Pour la mise en concurrence des contrats de syndic, au moment où était paru le décret fixant le contenu du contrat type, le troisième alinéa de l'article 21 de la loi de 1965 prévoyait que les projets de contrats soumis à l'examen du conseil syndical devaient, notamment, faire état des frais afférents à la tenue d'un compte bancaire séparé. Le modèle de contrat annexé au décret du 26 mars 2015 aurait donc dû contenir une mention relative à ces frais et a été jugé illégal à ce titre. Toutefois, cette annulation est sans portée réelle puisque la loi Macron du 6 août 2015 a modifié les modalités de la mise en concurrence et abandonné toute référence aux frais afférents à la tenue de compte.

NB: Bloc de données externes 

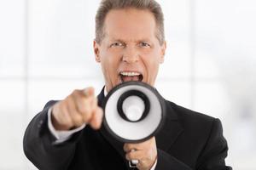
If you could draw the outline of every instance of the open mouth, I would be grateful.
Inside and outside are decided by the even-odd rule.
[[[142,82],[143,79],[143,76],[139,72],[120,72],[119,76],[122,82],[129,81]]]

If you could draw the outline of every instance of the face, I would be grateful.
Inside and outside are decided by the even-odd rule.
[[[154,85],[166,42],[156,37],[156,24],[150,11],[113,9],[105,19],[105,37],[94,42],[96,60],[101,63],[107,91],[127,81]]]

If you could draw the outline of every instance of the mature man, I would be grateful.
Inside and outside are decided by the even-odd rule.
[[[106,94],[127,81],[154,86],[166,47],[163,14],[155,1],[103,0],[94,52],[105,87],[97,98],[87,88],[47,103],[26,131],[27,158],[46,170],[129,169],[130,160],[138,160],[140,170],[231,169],[224,162],[228,148],[219,120],[167,100],[166,123],[147,141],[122,144],[101,126]]]

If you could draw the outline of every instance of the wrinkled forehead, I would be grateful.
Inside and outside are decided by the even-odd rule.
[[[104,34],[111,39],[137,41],[156,38],[156,23],[148,10],[112,9],[106,16]]]

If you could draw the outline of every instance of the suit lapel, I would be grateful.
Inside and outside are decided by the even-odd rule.
[[[177,113],[172,108],[170,102],[165,100],[165,103],[166,117],[164,125],[155,136],[157,148],[162,150],[167,150],[183,131]]]

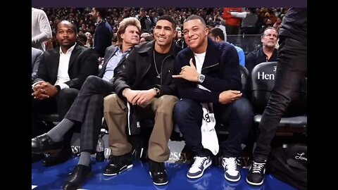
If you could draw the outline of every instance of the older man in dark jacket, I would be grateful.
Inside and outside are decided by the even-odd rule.
[[[168,141],[173,130],[173,108],[178,99],[172,74],[177,53],[176,23],[168,15],[158,18],[155,41],[135,46],[125,62],[125,69],[115,78],[116,94],[104,99],[104,118],[109,128],[112,156],[104,175],[115,175],[132,167],[132,146],[127,141],[128,110],[134,108],[137,127],[140,120],[155,118],[148,149],[150,174],[156,185],[168,183],[163,162],[169,158]],[[129,125],[133,123],[129,122]],[[129,133],[131,128],[128,128]]]

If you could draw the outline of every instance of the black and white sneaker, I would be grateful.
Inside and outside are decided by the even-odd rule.
[[[224,177],[225,179],[232,182],[237,182],[241,179],[240,167],[237,164],[237,158],[223,158],[222,165],[224,167]]]
[[[168,184],[167,172],[163,163],[158,163],[149,159],[149,174],[156,185]]]
[[[104,175],[113,176],[132,167],[132,155],[131,153],[122,156],[109,157],[109,163],[104,169]]]
[[[251,185],[261,185],[264,182],[266,160],[252,160],[246,176],[246,182]]]
[[[187,177],[190,179],[196,179],[201,177],[204,173],[204,170],[211,165],[212,161],[209,156],[194,157],[194,163],[187,172]]]

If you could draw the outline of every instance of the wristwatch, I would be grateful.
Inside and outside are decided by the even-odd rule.
[[[156,87],[154,87],[153,89],[156,92],[156,96],[158,96],[160,95],[160,89]]]
[[[204,81],[204,79],[206,79],[206,76],[204,76],[204,75],[199,75],[199,83],[202,83]]]

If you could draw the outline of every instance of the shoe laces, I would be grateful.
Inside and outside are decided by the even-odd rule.
[[[192,167],[193,168],[201,168],[201,166],[202,166],[203,163],[204,161],[208,160],[208,157],[199,157],[199,156],[195,156],[194,157],[194,163],[192,165]]]
[[[253,173],[261,173],[264,168],[265,163],[256,163],[252,161],[252,172]]]
[[[229,170],[237,170],[237,159],[234,157],[223,158],[223,167]]]
[[[164,165],[163,163],[158,163],[153,160],[151,160],[150,162],[151,162],[150,167],[151,167],[151,172],[162,173],[165,171],[165,168],[164,167]]]

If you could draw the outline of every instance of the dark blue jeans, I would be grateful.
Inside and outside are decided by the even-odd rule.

L’annulation de l’ensemble de ces dispositions est rétroactive.

 

Sylvaine Pelle-Grassin
Directeur Adjoint - Cabinet d'administration de Biens et Formatrice en immobilier

2. Point  sur le vote du mandataire à l’assemblée générale des copropriétaires

- Par deux arrêts,  la 3° chambre civile de la cour de cassation a précisé opportunément le régime du vote par mandataire en assemblée générale :

    • la première décision (8 septembre 2016 n° 15-23.422) décide pour la 1ère fois que le vote du mandataire n’engage le copropriétaire mandant et absent que sur un point inscrit à l’ordre du jour figurant dans la convocation à l’AG.

    On sait qu’il est impossible au mandant de contester une décision prise par exemple à l’unanimité, car seul un opposant est recevable à le faire, et que tel n’est pas le cas d’un copropriétaire qui a désigné un mandataire votant effectivement la résolution critiquée. Le syndic ne saurait s’immiscer dans ce vote, le mandat régulier faisant du vote du mandataire celui du mandant, les rapports entre eux, notamment en cas de dépassement des pouvoirs attribués étant inopposables au syndicat. S’il s’agit d’une question dont le mandant n’avait pas connaissance – car ne figurant pas à l’ordre du jour, il peut au contraire ne pas être tenu comme engagé par la position prise par son mandataire qui aurait alors improvisé.

    • Un second arrêt de la même chambre du même jour (n°15-20.860) évoque le cas où le mandataire ne respecterait pas le mandat impératif qu’il reçoit. Là encore, est inopposable au syndicat le contenu du mandat, seul étant pris en compte le vote tel qu’il a été exprimé, fut-ce au mépris du mandat et le syndic qui empêcherait le titulaire du mandat de violer les consignes du mandat impératif commettrait une faute de nature à entrainer sa responsabilité.